Orucun, biri niyet etmek (şart), diğeri ise, imsak vaktinden iftar vaktine kadar yeme, içme, ilaç alma ve cinsel ilişki gibi orucu bozan şeylerden uzak durmak (rükün) olarak iki farzı vardır. Diğer ibadetlerde olduğu gibi oruç ibadetinde de niyet şarttır. Herhangi bir oruca kalben niyet etmek, hangi orucu tutacağını kalbinden geçirmek yeterlidir. Bu niyetin dille ifade edilmesi, onun teyit edilmesi anlamına geldiğinden mendup sayılmıştır. Sahura kalkmak da niyet sayılır. Genel olarak farz, vacip ve nafile şeklinde üç çeşit oruç vardır. Ramazan orucu farz, adak orucu ve bozulan nafile orucu kaza etmek vaciptir.

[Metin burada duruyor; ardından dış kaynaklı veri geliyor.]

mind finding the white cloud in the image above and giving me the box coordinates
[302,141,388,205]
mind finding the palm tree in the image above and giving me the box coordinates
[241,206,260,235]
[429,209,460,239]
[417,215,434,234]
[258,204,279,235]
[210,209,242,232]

Muharrem ayının dokuz ve on veya on ve on birinci günleri (aşure), eyyâm-i bîd olarak nitelenen kameri ayların 13, 14 ve 15. günleri, bir gün tutup bir gün bırakmak şeklinde gün aşırı, haftanın pazartesi ve perşembe günleri ve Şevval ayında altı gün oruç tutmak nafile oruçlardandır.
Muharrem ayının sadece onuncu günü, hafta içinde yalnız Cuma günü, iftar yapmadan peş peşe iki gün oruç tutmak ve bütün seneyi oruçlu geçirmek tenzihen mekruhtur. Ramazan bayramının birinci günü ile Kurban bayramının dört gününde oruç tutmak Hanefi mezhebine göre tahrimen mekruh, diğer mezheplere göre ise haramdır. Çünkü bayram günleri yeme içme ve sevinç günleridir. Ramazan bayramı, bir ay boyunca Allah için tutulan orucun arkasından verilen bir “genel iftar ziyafeti” hükmündedir ve bu anlamından ötürü ona “fıtır bayramı (iftar bayramı)” denilmiştir. Ramazan bayramının ilk günü bu yönüyle bir aylık Ramazan orucunun iftarı olmaktadır. Allah için kurbanların kesildiği kurban bayramı günleri de ziyafet günleridir. Bu yüzden bayram günleri oruç tutulması uygun değildir.